We have, $f(x) = {\sin ^4}x + {\cos ^4}x$ in $\left[ {0,\frac{\pi }{2}} \right]$ …….(i)

(i) $f(x)$ is continuous in $\left[ {0,\frac{\pi }{2}} \right]$

[since, ${\sin ^4}x$ and ${\cos ^4}x$ are continuous functions and we know that, if $g$ and $h$ be continuous functions, then $(g + h)$ is a continuous function.]

(ii) ${f^\prime }(x) = 4{(\sin x)^3} \cdot \cos x + 4{(\cos x)^3} \cdot ( - \sin x)$

$= 4{\sin ^3}x \cdot \cos x - 4\sin x \cdot {\cos ^3}x$
$= 4\sin x\cos x\left( {{{\sin }^2}x - {{\cos }^2}x} \right)$ which exists in $\left( {0,\frac{\pi }{2}} \right)$ …….(ii)

Hence, $f(x)$ is differentiable in $\left( {0,\frac{\pi }{2}} \right)$.

(iii) Also, $f(0) = 0 + 1 = 1$ and $f\left( {\frac{\pi }{2}} \right) = 1 + 0 = 1$

$\Rightarrow$ $f(0) = f\left( {\frac{\pi }{2}} \right)$
Conditions of Rolle's theorem are satisfied.

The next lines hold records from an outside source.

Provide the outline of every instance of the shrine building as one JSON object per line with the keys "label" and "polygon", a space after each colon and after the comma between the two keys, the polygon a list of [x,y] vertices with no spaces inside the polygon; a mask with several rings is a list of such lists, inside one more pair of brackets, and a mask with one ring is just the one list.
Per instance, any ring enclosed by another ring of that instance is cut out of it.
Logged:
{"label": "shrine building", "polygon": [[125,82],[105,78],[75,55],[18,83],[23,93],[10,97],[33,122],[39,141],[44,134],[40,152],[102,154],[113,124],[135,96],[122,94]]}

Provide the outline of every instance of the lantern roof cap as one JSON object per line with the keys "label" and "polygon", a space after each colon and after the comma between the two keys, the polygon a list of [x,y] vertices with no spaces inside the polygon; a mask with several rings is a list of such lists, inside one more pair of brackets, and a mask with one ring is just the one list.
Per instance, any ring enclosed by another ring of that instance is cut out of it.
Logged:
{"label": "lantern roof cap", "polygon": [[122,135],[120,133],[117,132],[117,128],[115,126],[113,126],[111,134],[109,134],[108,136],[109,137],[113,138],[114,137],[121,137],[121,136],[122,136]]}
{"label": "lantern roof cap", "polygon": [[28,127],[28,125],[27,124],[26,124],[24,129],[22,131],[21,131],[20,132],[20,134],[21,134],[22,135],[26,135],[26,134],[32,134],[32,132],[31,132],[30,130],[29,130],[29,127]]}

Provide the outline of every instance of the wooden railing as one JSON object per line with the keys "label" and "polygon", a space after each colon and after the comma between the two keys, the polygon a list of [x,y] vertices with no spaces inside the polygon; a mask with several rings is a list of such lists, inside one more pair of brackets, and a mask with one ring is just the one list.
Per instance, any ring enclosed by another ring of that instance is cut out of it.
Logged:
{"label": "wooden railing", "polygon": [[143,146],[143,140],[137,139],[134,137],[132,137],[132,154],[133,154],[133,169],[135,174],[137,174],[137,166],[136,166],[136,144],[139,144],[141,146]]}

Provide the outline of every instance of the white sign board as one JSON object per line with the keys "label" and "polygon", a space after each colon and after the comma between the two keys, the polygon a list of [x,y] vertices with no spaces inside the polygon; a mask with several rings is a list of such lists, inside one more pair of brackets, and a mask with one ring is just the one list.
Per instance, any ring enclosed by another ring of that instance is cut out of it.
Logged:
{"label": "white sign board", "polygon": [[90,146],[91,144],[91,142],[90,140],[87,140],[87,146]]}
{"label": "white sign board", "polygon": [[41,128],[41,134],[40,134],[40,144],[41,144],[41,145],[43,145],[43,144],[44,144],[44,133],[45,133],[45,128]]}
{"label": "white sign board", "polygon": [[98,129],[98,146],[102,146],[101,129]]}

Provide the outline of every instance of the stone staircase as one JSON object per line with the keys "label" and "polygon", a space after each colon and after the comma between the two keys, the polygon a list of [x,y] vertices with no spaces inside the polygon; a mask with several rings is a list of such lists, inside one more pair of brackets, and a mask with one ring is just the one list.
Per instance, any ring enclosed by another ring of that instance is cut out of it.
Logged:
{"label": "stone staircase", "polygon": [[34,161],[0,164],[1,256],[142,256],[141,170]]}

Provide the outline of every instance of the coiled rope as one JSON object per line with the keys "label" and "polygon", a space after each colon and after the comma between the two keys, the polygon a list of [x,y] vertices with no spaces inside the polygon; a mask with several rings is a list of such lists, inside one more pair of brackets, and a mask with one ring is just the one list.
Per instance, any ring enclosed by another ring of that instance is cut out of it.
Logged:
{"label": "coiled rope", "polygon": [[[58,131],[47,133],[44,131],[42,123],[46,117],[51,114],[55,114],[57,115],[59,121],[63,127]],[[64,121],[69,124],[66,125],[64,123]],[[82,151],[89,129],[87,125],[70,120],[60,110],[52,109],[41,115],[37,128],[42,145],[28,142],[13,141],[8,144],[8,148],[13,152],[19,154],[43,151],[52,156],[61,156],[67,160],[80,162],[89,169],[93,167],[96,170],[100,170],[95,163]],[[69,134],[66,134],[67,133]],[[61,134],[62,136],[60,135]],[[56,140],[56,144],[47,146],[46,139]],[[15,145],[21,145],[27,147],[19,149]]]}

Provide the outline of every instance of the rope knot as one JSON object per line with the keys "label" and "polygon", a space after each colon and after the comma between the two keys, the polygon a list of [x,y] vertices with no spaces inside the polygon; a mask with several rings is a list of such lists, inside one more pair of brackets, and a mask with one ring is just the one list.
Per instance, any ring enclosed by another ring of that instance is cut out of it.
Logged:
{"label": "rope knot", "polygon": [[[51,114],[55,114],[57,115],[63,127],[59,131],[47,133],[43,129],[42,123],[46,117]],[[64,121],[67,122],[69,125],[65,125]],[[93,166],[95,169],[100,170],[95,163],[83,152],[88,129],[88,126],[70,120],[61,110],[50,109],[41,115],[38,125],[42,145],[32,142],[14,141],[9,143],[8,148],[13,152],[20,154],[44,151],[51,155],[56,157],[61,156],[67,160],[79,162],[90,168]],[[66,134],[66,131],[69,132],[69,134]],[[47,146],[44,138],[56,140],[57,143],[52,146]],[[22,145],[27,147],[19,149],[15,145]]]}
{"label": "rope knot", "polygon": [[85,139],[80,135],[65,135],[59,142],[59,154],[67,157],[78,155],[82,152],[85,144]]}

Hence, there exists atleast one $c \in \left( {0,\frac{\pi }{2}} \right)$ such that ${f^\prime }(c) = 0$.

therefore,$4\sin c\cos c\left( {{{\sin }^2}c - {{\cos }^2}c} \right) = 0$

$\Rightarrow$ $4\sin c\cos c( - \cos 2c) = 0$

$\Rightarrow$ $- 2\sin 2c \cdot \cos 2c = 0$

$\Rightarrow$ $\quad - \sin 4c = 0$

$\Rightarrow$ $\sin 4c = 0$

$\Rightarrow$ $4c = \pi$

$\Rightarrow$ $C = \frac{\pi }{4}$

and $\frac{\pi }{4} \in \left( {0,\frac{\pi }{2}} \right)$

Hence, Rolle's theorem has been verified.